The Wedding Quilt – Episode 37


Long after she should have been tucked up in bed above the Burkes’ store, Stella stumbled off the train at what the conductor assured her was the stop she wanted.

She could just make out a station, scarcely more than a shed, and beyond it a house with a light in a downstairs window. What should she do now?

Standing beside the track with a lantern in his hand, Frank Carmody stared at the vision that emerged from the train.

The girl wore a clinging drop-waisted dress that was far too short by local standards, with a squashed cloche hat atop her head.

The brakeman had just deposited luggage at the station door, and was now climbing into the engine where the engineer and fireman awaited him.

Frank blew his whistle and the train disappeared into the gloom.

“Can I help you, miss?”

Tears came to Stella’s eyes.

“I don’t know where to go.”

“Is somebody expecting you?”

“I sent a telegram this morning. I was sure they’d come.”

“Ah.” Frank scratched his forehead. “The telegraph is broken. Dad has spent all day trying to fix the thing.
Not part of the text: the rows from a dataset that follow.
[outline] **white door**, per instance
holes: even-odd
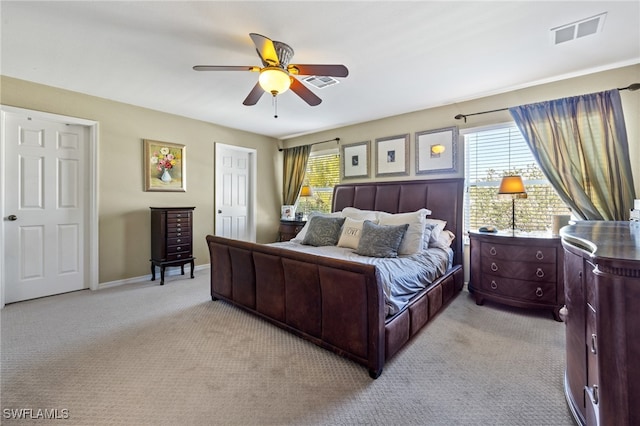
[[[86,126],[3,114],[5,303],[89,287]]]
[[[255,241],[255,155],[252,149],[216,143],[215,233]]]

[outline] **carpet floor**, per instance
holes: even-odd
[[[212,302],[208,281],[203,270],[7,305],[1,423],[574,424],[564,325],[548,312],[477,306],[463,291],[372,380]]]

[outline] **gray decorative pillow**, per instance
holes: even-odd
[[[371,257],[398,257],[398,247],[409,227],[403,225],[376,225],[370,220],[365,220],[362,225],[362,236],[358,249],[355,251],[361,256]]]
[[[342,232],[344,217],[313,216],[302,240],[308,246],[335,246]]]

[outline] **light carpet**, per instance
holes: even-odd
[[[372,380],[212,302],[208,281],[203,270],[6,306],[2,424],[573,424],[564,325],[548,312],[476,306],[463,291]]]

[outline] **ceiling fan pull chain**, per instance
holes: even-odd
[[[273,110],[275,111],[273,118],[278,118],[278,97],[276,95],[273,95],[271,103],[273,104]]]

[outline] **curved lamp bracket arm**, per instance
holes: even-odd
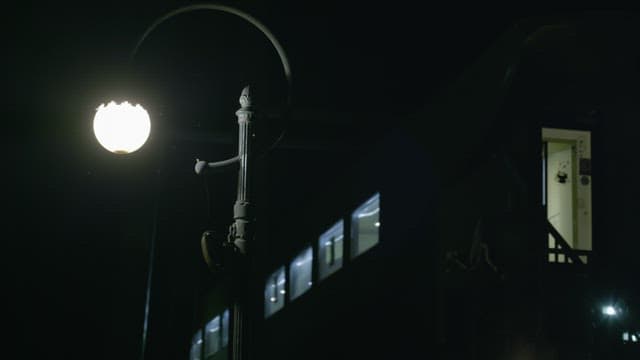
[[[205,172],[206,169],[215,169],[215,168],[221,168],[221,167],[237,164],[240,162],[240,158],[241,157],[238,155],[227,160],[215,161],[215,162],[207,162],[204,160],[196,159],[196,166],[195,166],[196,174],[202,175],[202,173]]]
[[[236,15],[236,16],[244,19],[245,21],[247,21],[251,25],[255,26],[258,30],[260,30],[260,32],[262,32],[262,34],[264,36],[266,36],[267,39],[269,39],[269,41],[271,42],[271,45],[273,45],[273,47],[275,48],[276,52],[278,53],[278,56],[280,57],[280,62],[282,63],[282,70],[284,71],[284,76],[285,76],[285,78],[287,80],[287,100],[286,100],[286,108],[285,108],[284,113],[283,113],[283,117],[284,117],[284,120],[285,120],[285,125],[283,126],[283,129],[282,129],[280,135],[266,149],[266,152],[270,151],[271,149],[274,149],[278,145],[278,143],[282,140],[282,138],[284,137],[286,128],[288,127],[288,123],[290,121],[291,106],[292,106],[291,66],[289,65],[289,60],[287,58],[287,54],[284,52],[284,48],[282,47],[280,42],[276,39],[276,37],[273,35],[273,33],[266,26],[264,26],[260,21],[258,21],[253,16],[245,13],[244,11],[241,11],[241,10],[238,10],[236,8],[233,8],[231,6],[220,5],[220,4],[194,4],[194,5],[187,5],[187,6],[175,9],[175,10],[173,10],[173,11],[171,11],[171,12],[169,12],[169,13],[161,16],[161,17],[159,17],[158,19],[156,19],[147,28],[147,30],[145,30],[145,32],[140,37],[140,40],[138,40],[138,42],[136,43],[135,48],[131,52],[131,55],[129,57],[129,63],[133,64],[133,60],[134,60],[136,54],[138,53],[138,50],[139,50],[140,46],[142,45],[142,43],[144,42],[144,40],[160,24],[162,24],[163,22],[167,21],[168,19],[170,19],[170,18],[172,18],[174,16],[177,16],[177,15],[180,15],[180,14],[184,14],[184,13],[187,13],[187,12],[198,11],[198,10],[221,11],[221,12],[225,12],[225,13],[228,13],[228,14]],[[263,154],[263,155],[265,155],[265,154]],[[232,160],[232,159],[229,159],[229,160]],[[225,161],[228,161],[228,160],[225,160]]]

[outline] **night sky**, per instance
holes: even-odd
[[[163,26],[128,67],[145,28],[187,3],[43,2],[3,10],[3,218],[9,231],[0,252],[6,334],[0,357],[137,358],[158,169],[171,168],[161,171],[169,180],[160,185],[160,209],[171,207],[197,223],[207,206],[191,173],[193,160],[233,151],[228,141],[244,83],[263,91],[264,108],[278,108],[278,59],[259,34],[229,16],[204,14]],[[284,146],[329,150],[399,126],[515,19],[554,12],[410,2],[232,4],[269,27],[290,57],[294,111]],[[152,116],[161,120],[149,146],[116,158],[96,142],[91,121],[100,103],[131,92],[132,73],[139,76],[135,84],[156,86],[143,97],[155,101]],[[193,140],[214,133],[223,135],[211,147]],[[180,145],[181,138],[193,141]],[[233,194],[218,192],[212,211],[226,214]],[[183,240],[187,244],[164,250],[175,258],[163,261],[182,269],[165,273],[171,284],[204,266],[198,238]],[[189,289],[184,283],[163,291]]]

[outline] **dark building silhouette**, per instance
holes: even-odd
[[[321,163],[270,157],[267,177],[313,186],[288,189],[293,201],[269,194],[255,356],[637,356],[635,285],[617,248],[635,247],[613,240],[624,215],[611,208],[622,179],[610,157],[633,129],[620,116],[633,112],[636,34],[624,13],[523,19],[394,131]],[[377,243],[359,254],[354,214],[376,194]],[[344,248],[324,277],[334,224]],[[311,285],[293,298],[305,249]],[[228,305],[202,299],[205,326]]]

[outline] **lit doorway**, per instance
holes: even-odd
[[[542,204],[551,229],[548,262],[588,262],[591,186],[591,133],[543,128]]]

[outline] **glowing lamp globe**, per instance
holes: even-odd
[[[149,138],[151,120],[140,104],[112,101],[96,110],[93,132],[105,149],[115,154],[129,154],[140,149]]]

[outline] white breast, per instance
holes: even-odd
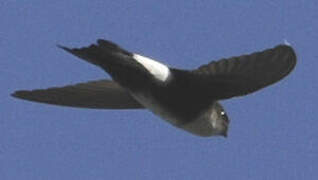
[[[143,65],[156,79],[160,81],[168,79],[170,70],[166,65],[139,54],[134,54],[133,58]]]

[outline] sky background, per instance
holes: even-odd
[[[317,10],[315,0],[1,0],[0,179],[317,179]],[[98,38],[186,69],[287,39],[298,64],[283,81],[222,102],[227,139],[193,136],[145,110],[10,96],[109,78],[56,47]]]

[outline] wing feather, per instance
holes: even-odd
[[[274,84],[287,76],[296,65],[292,47],[271,49],[212,61],[190,72],[197,86],[213,93],[216,99],[242,96]]]
[[[64,87],[16,91],[13,97],[47,104],[95,108],[143,108],[124,88],[111,80],[91,81]]]

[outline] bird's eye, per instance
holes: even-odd
[[[221,116],[223,117],[223,120],[226,122],[226,123],[229,123],[230,120],[229,118],[227,117],[225,111],[221,111]]]

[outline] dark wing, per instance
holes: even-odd
[[[296,54],[287,45],[249,55],[221,59],[190,72],[191,81],[215,99],[242,96],[288,75],[296,65]]]
[[[32,91],[16,91],[12,96],[29,101],[81,108],[144,108],[125,89],[111,80]]]

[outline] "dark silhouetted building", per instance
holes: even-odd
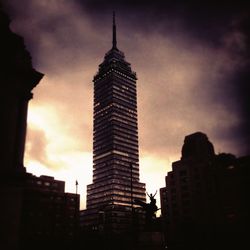
[[[28,102],[43,74],[32,67],[23,38],[9,29],[0,10],[1,32],[1,173],[25,172],[23,156]]]
[[[185,137],[161,192],[170,249],[241,249],[249,223],[250,158],[215,155],[207,136]],[[239,248],[240,247],[240,248]]]
[[[85,225],[119,232],[131,223],[134,199],[146,201],[139,181],[136,73],[113,46],[94,76],[93,183],[87,186]]]
[[[63,181],[26,173],[23,156],[28,102],[43,74],[33,69],[23,39],[11,32],[9,23],[0,6],[0,248],[64,246],[76,235],[79,195],[65,193]]]
[[[161,216],[166,217],[167,211],[166,211],[166,203],[167,203],[167,189],[166,187],[160,188],[160,202],[161,202]]]
[[[35,244],[40,248],[72,246],[77,240],[79,195],[65,193],[65,182],[51,176],[27,174],[25,184],[20,242],[23,249]]]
Come into the house with me and we’ll figure out what to do.”

Seeing her hesitation he went on.

“You’ll be quite safe with me, miss. My sister is in there. Where are you supposed to be going?”

“To some people called Burke. Do you know them?”

Frank laughed.

“I certainly do. I’m Frank Carmody. I went to school with Beasie Burke, and you must be the cousin from Toronto. If you wait while I hitch up the horse I’ll take you up there.”

Stella had no choice but to wait. Shivering, she sank down on a nearby bench while Frank disappeared into the darkness.

In a short while she was handed up into a buggy and they were on their way. Under other circumstances this might have been a romantic interlude, sitting beside a man while the horse plodded along a country road through the warm night air.

The lanterns attached to the buggy cast shadows before them, and strange noises in the distance made her blood run cold. Surely those couldn’t be wolves she could hear?

“Here we are,” Frank said at last. “It looks like they’re all in bed. Sit tight while I go and wake them up.”

“Don’t leave me,” Stella quavered. “I don’t know how to stop the horse if it runs away.”

“I’ll only be a minute, and that animal isn’t going anywhere.” Indeed, the horse already had its head down, pulling up tufts of grass. Frank pounded on the kitchen door.

A light appeared upstairs  and moments later the kitchen window was illuminated.

“All right, I’m coming! Keep your hair on!”

“It’s all right, Matt! It’s me, Frank Carmody! I’ve brought you a visitor.”

Frank helped Stella down from the buggy and propelled her to the door, which now stood open to reveal an older man wearing an old-fashioned nightshirt.

Peering over his shoulder was a plump woman wrapped in a blanket, wearing a thick black hairnet on her head.

“Meet Stella,” Frank said, with an air of producing a rabbit from a hat. “Special delivery, all the way from Toronto!”